IM Attacks Increasingly Malevolent
By Dave Nixon
January 30, 2008
According to Akonix, a merchant of messaging security systems, unremitting attacks on instant messaging systems grew more sophisticated and dangerous in January.
The company tracked 14 new attacks on IM systems in January, finding that although the figure was comparatively low, the attacks are improving at targeting users.
IM attacks are a comparatively new trend, but have developed drastically in number in recent months. In July Akonix said the amount of threats over the past 12 months increased 78 percent on the previous year.
New IM worms acknowledged in January include MSNChristmas, MSNVB, Perin and Raiodin, Akonix said.
Perin is one of the most evil of the assortment, spreading via a link to contacts on MSN and AIM networks and installing a backdoor server on contaminated machines.

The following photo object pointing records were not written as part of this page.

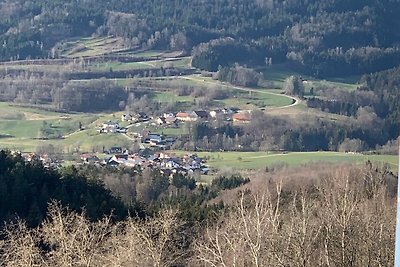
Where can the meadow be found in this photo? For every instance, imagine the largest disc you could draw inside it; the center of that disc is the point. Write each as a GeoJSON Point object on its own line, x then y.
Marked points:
{"type": "Point", "coordinates": [260, 160]}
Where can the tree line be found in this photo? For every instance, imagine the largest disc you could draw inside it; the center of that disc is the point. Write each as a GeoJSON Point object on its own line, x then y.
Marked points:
{"type": "Point", "coordinates": [332, 38]}
{"type": "Point", "coordinates": [344, 217]}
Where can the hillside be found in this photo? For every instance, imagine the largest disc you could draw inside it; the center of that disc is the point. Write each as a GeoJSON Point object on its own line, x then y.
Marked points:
{"type": "Point", "coordinates": [328, 38]}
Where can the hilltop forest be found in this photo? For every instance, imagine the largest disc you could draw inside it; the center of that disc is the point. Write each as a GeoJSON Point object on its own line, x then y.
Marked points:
{"type": "Point", "coordinates": [324, 38]}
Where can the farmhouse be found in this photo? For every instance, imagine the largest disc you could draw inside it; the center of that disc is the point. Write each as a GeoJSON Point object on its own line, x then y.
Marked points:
{"type": "Point", "coordinates": [89, 158]}
{"type": "Point", "coordinates": [199, 114]}
{"type": "Point", "coordinates": [244, 117]}
{"type": "Point", "coordinates": [111, 127]}
{"type": "Point", "coordinates": [183, 116]}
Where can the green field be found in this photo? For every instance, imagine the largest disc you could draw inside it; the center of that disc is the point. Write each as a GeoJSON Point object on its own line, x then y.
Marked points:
{"type": "Point", "coordinates": [91, 46]}
{"type": "Point", "coordinates": [278, 73]}
{"type": "Point", "coordinates": [152, 64]}
{"type": "Point", "coordinates": [258, 160]}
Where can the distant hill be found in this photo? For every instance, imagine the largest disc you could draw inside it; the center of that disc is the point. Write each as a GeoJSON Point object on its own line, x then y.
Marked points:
{"type": "Point", "coordinates": [326, 38]}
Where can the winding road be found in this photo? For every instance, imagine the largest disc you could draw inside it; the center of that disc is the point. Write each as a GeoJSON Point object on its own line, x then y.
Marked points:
{"type": "Point", "coordinates": [295, 100]}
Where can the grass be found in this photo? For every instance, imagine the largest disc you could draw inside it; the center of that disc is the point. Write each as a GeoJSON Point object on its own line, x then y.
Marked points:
{"type": "Point", "coordinates": [278, 73]}
{"type": "Point", "coordinates": [258, 160]}
{"type": "Point", "coordinates": [152, 64]}
{"type": "Point", "coordinates": [253, 100]}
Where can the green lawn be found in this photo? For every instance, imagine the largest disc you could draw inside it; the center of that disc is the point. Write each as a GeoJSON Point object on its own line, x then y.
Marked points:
{"type": "Point", "coordinates": [152, 64]}
{"type": "Point", "coordinates": [251, 100]}
{"type": "Point", "coordinates": [256, 160]}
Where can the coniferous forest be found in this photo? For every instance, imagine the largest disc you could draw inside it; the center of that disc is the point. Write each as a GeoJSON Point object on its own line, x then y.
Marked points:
{"type": "Point", "coordinates": [328, 38]}
{"type": "Point", "coordinates": [117, 117]}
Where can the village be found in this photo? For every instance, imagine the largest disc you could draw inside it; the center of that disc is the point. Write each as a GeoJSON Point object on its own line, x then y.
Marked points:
{"type": "Point", "coordinates": [153, 147]}
{"type": "Point", "coordinates": [148, 138]}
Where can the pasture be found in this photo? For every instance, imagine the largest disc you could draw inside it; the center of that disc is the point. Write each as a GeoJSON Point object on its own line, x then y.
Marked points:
{"type": "Point", "coordinates": [260, 160]}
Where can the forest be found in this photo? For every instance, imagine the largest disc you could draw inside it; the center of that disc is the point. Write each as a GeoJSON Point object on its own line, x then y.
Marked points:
{"type": "Point", "coordinates": [328, 38]}
{"type": "Point", "coordinates": [336, 216]}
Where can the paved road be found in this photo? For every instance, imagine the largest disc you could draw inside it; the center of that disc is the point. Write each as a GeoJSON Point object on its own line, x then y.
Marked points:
{"type": "Point", "coordinates": [295, 100]}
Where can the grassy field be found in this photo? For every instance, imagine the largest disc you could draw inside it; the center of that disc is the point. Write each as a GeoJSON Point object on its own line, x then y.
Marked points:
{"type": "Point", "coordinates": [152, 64]}
{"type": "Point", "coordinates": [92, 46]}
{"type": "Point", "coordinates": [278, 73]}
{"type": "Point", "coordinates": [258, 160]}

Akonix vice president of marketing Don Montgomery stated “Although the number of IM attacks in January 2008 is somewhat low, we are continuing to see an increase in the intensity of malicious online activity.”
The past year has seen the emergence of multi-stage IM attacks, delivering malicious code that consecutively downloads other code, he said.
Another propensity is two-stage attacks, where the second phase is the downloading of a Trojan that lingers for users to log into specific banking sites to activate a key-logging program, Montgomery said.
In addition, there are multi-vector attacks where a malicious URL may be distributed by IM but spread using email or enter via email and spread over IM.
Additionally assaults focused on consumer services AOL, MSN and Yahoo, are starting to cross networks, Akonix said.
Attacks over peer-to-peer networks are also a rising predicament, Akonix said, with 14 new P2P attacks surfacing in January.
A report by network monitoring vendor Tiversa last year found contractors and US government employees were distributing hundreds of secret documents on peer-to-peer networks.